Regarding receptors for neuropeptides, the discovery of ion channels directly gated by neuropeptides opens the possibility of developing a new generation of tools for neuroscience, which can be used to monitor the release of neuropeptides or to specifically modify the membrane potential of neurons. Expected future neuropeptide research will involve the integration of complementary bioanalytical technology and functional tests.
Validity of Measuring Metallic and Semiconducting Single-Walled Carbon Nanotube Fractions by Quantitative Raman Spectroscopy.
Although it is known that the Raman spectroscopic signature single-walled carbon nanotubes (SWCNTs) are very chirality dependent, using Raman spectroscopy with multiple excitation lasers as a tool to measure the fraction of metallic or semiconducting nanotubes in a sample has become a widely used method of analysis.
In this work, using electron diffraction technique as a basis, we have examined the validity of Raman spectroscopy for the quantitative evaluation of metallic fraction (M%) in single-walled carbon nanotube samples.
Our results indicate that the evaluation of Raman spectroscopy quantitative M% by using several laser line of discrete, either by using the intensity of the integrated mode of breathing radial chirality related (RBMs) or, as more commonly used in a recent study, by the statistics calculated the numbers of RBMs could misrepresentative.
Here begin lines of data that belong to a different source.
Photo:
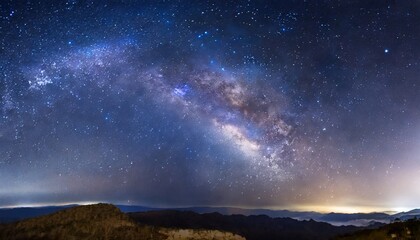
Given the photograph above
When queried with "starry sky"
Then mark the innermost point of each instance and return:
(265, 104)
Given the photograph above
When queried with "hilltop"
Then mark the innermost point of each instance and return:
(99, 221)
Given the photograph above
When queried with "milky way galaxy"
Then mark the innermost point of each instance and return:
(298, 104)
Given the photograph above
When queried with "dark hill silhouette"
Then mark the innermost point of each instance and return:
(100, 221)
(409, 229)
(251, 227)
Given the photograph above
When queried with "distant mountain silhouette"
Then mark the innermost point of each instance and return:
(398, 230)
(251, 227)
(337, 219)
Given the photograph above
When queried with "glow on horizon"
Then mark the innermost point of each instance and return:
(301, 208)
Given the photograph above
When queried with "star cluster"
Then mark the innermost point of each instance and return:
(244, 103)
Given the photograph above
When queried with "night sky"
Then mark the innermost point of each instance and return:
(265, 104)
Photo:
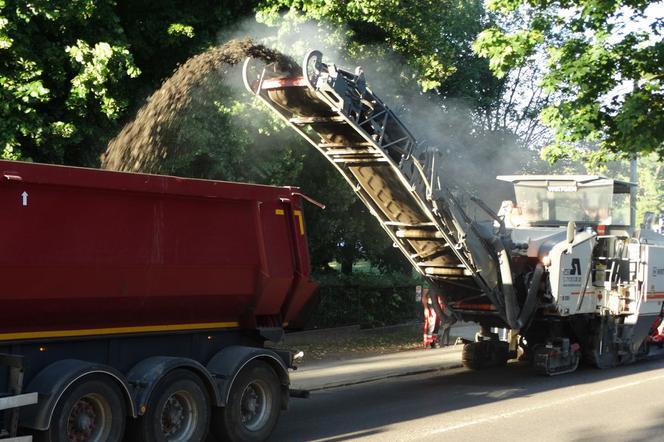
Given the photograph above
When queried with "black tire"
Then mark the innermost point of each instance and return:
(91, 410)
(178, 410)
(485, 354)
(253, 406)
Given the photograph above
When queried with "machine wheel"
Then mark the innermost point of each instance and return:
(485, 354)
(178, 411)
(253, 407)
(91, 410)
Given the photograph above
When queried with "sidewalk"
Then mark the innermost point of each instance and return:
(328, 374)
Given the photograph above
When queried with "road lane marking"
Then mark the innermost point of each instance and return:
(500, 416)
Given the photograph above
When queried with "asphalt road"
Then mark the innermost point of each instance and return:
(505, 404)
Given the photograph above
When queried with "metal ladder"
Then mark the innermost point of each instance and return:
(13, 399)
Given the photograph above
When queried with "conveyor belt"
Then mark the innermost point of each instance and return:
(376, 154)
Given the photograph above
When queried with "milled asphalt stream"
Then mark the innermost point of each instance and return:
(324, 375)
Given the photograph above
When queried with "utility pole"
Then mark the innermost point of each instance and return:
(633, 177)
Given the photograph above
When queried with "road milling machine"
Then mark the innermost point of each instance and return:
(560, 267)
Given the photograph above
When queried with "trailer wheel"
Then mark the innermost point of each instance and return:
(92, 410)
(178, 411)
(253, 407)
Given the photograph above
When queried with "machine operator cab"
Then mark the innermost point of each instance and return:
(554, 200)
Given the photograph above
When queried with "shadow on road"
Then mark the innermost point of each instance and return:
(361, 410)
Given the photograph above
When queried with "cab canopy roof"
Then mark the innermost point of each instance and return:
(569, 180)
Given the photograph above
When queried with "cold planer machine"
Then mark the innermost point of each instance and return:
(516, 274)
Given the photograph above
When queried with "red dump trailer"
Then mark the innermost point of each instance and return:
(142, 303)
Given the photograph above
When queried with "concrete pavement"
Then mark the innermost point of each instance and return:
(323, 375)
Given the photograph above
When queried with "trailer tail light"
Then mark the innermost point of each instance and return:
(11, 176)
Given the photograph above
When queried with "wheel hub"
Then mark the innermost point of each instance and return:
(82, 421)
(177, 418)
(254, 407)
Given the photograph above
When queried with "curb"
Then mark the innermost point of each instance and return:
(388, 376)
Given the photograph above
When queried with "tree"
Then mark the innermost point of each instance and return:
(72, 71)
(607, 72)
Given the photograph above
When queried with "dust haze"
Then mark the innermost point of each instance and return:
(157, 140)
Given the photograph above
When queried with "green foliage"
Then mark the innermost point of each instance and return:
(431, 36)
(607, 72)
(62, 70)
(365, 299)
(71, 72)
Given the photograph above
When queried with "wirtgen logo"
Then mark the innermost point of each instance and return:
(576, 268)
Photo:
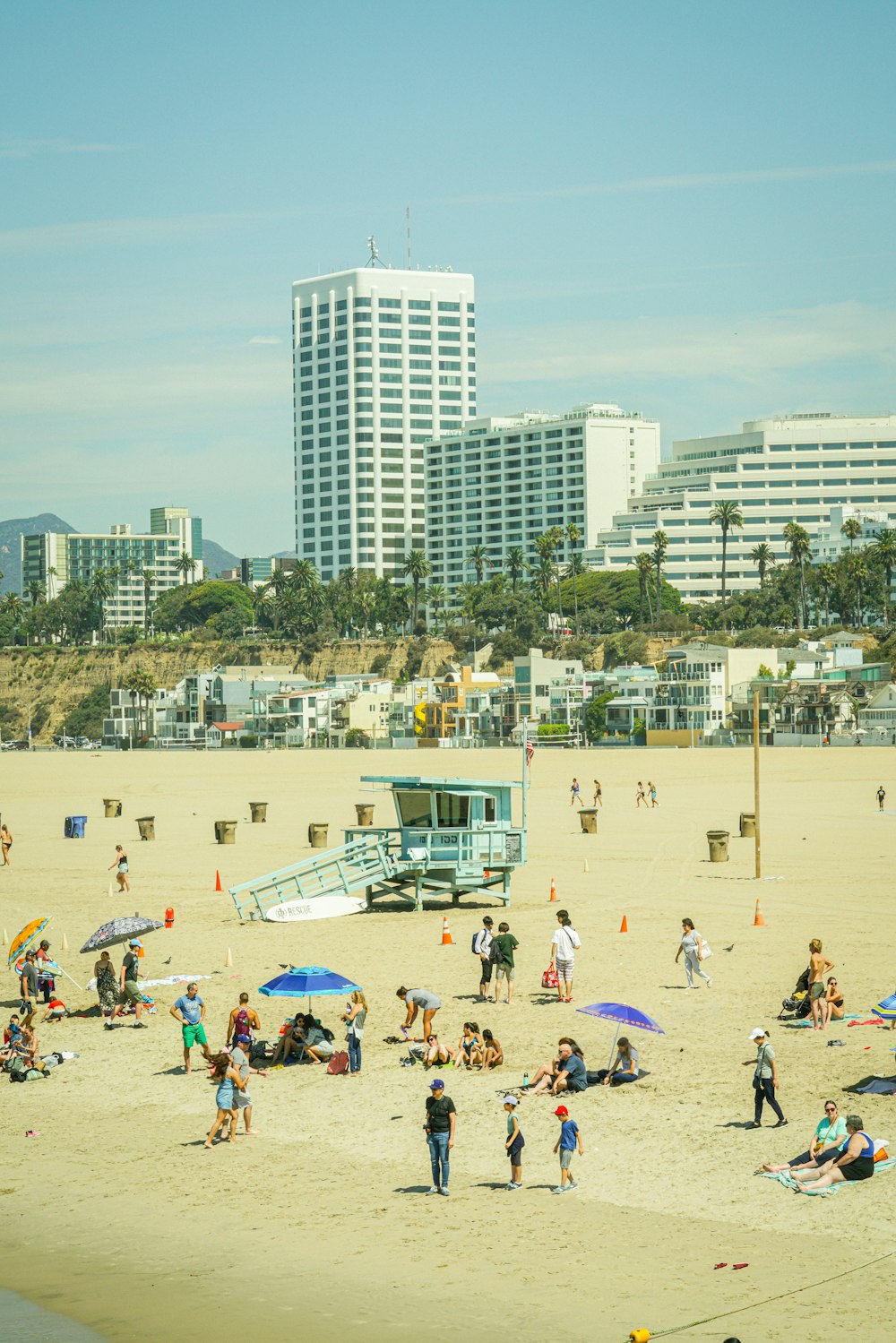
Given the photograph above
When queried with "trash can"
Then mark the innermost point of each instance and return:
(718, 845)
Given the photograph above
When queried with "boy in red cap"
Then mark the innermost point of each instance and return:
(565, 1144)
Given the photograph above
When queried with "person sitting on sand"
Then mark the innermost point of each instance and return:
(435, 1053)
(829, 1133)
(469, 1049)
(492, 1052)
(831, 1003)
(855, 1160)
(564, 1073)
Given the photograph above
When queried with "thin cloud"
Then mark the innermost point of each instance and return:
(675, 182)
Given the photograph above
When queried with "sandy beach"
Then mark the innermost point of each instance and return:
(319, 1227)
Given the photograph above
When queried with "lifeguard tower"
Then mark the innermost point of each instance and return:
(452, 837)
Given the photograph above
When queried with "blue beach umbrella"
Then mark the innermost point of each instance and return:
(624, 1015)
(308, 982)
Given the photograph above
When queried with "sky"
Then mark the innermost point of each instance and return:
(683, 209)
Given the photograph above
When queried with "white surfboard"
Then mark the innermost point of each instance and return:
(319, 907)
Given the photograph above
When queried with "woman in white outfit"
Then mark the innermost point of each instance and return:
(694, 950)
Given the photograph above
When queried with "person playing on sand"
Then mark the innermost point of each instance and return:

In particular, we have found that the rate of occurrence of some types of RBMs in Raman spectral mapping is very dependent on the diameter distribution, resonant coupling between the energy transition and the excitation energy of the laser and Raman scattering cross-section chirality depends not only on the metal and semiconductor SWCNT fraction.
This dependency similar to that observed in the integrated intensity of RBMs. Our findings are substantially advance the understanding of the proper use of Raman spectroscopy for quantification of carbon nanotubes, which are important for the characterization of carbon nanotubes and important to guide research in SWCNT growth and their applications.